What I do find especially fascinating is that although the criticisms about the organizations and their work are plentiful, there has not been any sustained effort to fill the gaps that these organizations indeed have left open.
If one were to speak to anyone involved with any Diaspora political organization, they would know that many criticisms about their shortcomings emanate from the organizations themselves. The difference between these individuals and those of the PFA’s ilk is that the former are actually working while the PFA is enumerating known problems.

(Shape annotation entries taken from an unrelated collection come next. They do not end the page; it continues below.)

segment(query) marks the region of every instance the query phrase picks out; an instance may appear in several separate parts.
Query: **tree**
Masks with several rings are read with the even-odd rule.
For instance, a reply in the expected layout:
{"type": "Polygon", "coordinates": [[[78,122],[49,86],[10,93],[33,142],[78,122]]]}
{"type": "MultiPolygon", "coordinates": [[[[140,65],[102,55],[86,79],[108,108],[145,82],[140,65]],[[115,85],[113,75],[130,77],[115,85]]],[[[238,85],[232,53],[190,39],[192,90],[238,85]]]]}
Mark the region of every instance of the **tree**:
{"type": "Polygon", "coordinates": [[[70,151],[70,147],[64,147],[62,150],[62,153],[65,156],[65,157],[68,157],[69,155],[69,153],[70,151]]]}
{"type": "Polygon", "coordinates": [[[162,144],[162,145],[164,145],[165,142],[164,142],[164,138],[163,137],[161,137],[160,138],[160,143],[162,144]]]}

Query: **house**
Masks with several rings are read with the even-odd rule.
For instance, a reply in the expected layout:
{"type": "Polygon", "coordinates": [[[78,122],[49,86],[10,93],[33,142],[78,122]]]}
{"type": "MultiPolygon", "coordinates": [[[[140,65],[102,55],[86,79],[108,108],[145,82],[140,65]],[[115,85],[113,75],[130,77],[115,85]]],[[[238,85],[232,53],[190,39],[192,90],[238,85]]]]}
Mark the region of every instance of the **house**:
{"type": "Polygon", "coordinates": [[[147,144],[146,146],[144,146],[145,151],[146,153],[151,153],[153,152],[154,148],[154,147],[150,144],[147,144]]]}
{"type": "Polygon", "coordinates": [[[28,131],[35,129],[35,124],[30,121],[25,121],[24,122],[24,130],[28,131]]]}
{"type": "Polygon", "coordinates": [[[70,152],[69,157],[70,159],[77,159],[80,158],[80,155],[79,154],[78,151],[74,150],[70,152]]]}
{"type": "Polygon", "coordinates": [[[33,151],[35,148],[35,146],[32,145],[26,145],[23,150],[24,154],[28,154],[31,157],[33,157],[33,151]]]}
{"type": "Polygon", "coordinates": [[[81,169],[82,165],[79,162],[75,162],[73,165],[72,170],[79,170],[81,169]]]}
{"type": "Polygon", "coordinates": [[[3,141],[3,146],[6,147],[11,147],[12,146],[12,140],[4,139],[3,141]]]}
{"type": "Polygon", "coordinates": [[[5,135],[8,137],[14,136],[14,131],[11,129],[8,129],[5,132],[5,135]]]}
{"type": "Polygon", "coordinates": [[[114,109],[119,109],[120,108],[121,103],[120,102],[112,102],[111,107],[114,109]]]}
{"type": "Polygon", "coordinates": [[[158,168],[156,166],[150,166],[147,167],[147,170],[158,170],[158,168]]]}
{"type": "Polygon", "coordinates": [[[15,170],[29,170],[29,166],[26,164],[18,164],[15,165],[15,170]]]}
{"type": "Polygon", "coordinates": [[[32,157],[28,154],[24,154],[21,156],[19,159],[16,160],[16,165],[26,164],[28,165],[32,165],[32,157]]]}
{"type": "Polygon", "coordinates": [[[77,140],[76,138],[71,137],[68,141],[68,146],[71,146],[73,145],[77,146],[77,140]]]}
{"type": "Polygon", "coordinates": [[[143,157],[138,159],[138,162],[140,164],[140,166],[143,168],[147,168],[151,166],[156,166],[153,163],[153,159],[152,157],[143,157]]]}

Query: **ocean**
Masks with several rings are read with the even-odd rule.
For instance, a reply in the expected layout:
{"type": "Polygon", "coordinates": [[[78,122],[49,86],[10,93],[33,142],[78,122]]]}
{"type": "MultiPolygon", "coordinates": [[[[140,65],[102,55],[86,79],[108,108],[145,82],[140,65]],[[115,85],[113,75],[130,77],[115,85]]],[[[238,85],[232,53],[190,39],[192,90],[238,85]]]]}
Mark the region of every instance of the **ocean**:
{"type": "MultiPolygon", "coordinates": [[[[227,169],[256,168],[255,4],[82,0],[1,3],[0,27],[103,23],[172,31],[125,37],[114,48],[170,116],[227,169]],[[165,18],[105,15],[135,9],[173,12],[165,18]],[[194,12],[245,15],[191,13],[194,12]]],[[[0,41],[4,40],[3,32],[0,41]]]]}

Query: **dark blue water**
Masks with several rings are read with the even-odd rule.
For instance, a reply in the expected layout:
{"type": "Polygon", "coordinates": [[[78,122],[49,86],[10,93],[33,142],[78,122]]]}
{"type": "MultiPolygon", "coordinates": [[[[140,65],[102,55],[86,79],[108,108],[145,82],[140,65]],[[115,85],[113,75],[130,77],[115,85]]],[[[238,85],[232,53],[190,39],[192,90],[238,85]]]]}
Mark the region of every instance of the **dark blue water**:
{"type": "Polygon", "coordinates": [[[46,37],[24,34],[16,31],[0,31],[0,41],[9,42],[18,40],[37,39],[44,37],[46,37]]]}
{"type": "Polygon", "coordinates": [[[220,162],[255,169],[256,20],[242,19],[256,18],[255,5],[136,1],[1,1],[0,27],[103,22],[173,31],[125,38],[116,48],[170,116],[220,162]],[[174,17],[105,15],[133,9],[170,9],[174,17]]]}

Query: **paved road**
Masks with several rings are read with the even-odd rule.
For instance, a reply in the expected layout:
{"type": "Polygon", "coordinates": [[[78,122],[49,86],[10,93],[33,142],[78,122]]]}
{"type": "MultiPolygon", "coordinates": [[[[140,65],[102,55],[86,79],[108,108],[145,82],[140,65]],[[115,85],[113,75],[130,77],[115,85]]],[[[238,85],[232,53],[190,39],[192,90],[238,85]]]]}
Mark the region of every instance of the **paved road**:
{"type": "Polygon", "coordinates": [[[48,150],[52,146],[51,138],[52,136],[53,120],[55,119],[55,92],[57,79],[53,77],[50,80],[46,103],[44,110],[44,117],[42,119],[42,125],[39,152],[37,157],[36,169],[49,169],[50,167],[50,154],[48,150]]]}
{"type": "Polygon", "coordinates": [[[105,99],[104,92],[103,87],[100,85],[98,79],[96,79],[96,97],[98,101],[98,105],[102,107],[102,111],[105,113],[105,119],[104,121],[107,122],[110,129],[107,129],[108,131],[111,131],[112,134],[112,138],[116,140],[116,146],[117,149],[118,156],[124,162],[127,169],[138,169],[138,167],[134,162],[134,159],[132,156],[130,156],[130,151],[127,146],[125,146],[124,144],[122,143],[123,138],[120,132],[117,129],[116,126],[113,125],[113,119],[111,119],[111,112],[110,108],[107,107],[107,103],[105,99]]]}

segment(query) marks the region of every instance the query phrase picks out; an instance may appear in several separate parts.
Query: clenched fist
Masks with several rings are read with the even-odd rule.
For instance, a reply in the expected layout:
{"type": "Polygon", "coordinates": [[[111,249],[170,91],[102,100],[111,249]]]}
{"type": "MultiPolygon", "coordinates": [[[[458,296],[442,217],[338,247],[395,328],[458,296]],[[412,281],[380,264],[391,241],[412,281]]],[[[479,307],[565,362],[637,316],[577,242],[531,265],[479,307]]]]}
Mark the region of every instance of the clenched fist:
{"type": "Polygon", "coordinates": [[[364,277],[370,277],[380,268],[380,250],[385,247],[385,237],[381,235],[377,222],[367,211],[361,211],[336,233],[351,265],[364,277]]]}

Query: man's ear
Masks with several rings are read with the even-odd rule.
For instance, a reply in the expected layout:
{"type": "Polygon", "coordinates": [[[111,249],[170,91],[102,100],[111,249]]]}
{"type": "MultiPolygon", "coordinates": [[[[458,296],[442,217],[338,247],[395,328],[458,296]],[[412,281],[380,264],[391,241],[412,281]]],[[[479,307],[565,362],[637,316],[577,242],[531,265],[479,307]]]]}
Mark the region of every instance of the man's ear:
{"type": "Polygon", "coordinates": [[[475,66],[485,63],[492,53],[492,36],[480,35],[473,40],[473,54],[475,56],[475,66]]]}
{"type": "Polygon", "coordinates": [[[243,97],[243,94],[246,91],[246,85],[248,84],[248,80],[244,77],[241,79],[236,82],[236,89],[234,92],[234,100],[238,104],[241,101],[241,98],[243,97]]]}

I would be sincerely pleased to see a Diasporan organization wholly committed to increasing economic and military aid to Armenia. Thus, I propose that the PFA assume this responsibility so as to alleviate the workload currently borne by the existent organizations in the absence of others who could be doing that work instead.
III. Words and Actions
The perverted aspect of PFA is that it gives our community members who already do nothing an outlet for them to justify their apathy and inaction. They can now point to the panelists with prestigious titles that are leveling opprobrium onto the Diaspora and its current organizations and say that they would indeed like to get involved were it not for the inherent problems of the system. This convenient excuse will undoubtedly lead to the PFA enjoying an increase in its support base but it will not change the dynamic when it concerns Diasporans taking a more active interest in both their own political affairs, and those of Armenia’s.

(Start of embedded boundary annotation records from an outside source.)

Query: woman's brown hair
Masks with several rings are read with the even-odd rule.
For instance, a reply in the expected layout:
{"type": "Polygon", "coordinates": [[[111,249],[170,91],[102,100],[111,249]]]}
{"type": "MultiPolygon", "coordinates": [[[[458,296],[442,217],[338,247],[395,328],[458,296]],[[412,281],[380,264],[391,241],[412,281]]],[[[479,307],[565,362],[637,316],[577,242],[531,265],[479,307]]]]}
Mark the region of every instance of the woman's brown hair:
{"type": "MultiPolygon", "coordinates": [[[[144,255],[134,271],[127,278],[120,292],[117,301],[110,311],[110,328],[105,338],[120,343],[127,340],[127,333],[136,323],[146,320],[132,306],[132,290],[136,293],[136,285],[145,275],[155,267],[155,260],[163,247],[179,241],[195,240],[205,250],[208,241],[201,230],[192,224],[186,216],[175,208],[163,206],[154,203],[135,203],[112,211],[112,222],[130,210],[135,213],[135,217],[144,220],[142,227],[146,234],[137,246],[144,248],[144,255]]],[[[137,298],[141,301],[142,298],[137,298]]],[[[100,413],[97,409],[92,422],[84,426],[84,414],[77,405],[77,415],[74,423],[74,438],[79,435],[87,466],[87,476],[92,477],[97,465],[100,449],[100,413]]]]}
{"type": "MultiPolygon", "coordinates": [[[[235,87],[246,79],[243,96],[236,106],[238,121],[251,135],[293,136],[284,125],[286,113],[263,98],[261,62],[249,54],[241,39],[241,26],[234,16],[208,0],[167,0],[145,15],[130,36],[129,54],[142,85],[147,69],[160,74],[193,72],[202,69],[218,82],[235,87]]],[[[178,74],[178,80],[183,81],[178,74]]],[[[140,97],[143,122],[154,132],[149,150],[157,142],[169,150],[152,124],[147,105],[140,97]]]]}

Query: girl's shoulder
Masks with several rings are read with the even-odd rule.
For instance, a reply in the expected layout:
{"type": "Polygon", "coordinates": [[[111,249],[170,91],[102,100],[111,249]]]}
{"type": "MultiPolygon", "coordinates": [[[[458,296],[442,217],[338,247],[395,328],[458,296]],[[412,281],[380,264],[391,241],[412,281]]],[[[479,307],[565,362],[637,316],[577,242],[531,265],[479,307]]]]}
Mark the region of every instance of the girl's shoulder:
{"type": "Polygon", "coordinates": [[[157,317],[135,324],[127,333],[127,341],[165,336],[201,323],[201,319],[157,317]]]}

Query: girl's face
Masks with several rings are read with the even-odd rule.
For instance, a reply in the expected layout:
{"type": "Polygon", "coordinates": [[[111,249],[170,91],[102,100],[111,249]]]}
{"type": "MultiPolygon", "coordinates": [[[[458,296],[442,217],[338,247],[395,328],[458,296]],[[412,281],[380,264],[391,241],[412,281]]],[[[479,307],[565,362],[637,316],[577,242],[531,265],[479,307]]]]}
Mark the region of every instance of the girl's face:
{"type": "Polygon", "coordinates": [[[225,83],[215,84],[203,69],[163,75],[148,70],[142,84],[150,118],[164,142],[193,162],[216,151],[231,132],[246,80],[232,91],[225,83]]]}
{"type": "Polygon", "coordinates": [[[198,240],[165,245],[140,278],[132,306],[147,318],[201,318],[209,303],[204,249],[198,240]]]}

The trap of political intellectualism is that it is often accompanied with a vociferous commitment against physical involvement, endless musing and conversation being preferred to actual work. As such, the PFA’s approach is to place the onus of responsibility on others – the Diaspora, the Diasporan organizations, the Armenian government and populace – while it observes and critiques their activities.
The Armenian community is already replete with critics; what it needs are actors. I commend the PFA for endeavoring to invigorate discussion about ways to improve Armenia. But, if it intends to reach its purported goal of “strengthening discourse on Armenia’s economic development and national security and through that helping to shape public policy in Armenia”, it would do well by engaging apathetic Diasporans instead of formalizing the inane political analyses of the dinner table.
Armenians have not earned the right to criticize their Diaspora and its organizations because they are far from being involved and active enough in them to have reached that point. Once individual Diasporans assume the burden of responsibility on each of their own shoulders, they may begin to criticize those who have already done so, albeit with much due respect.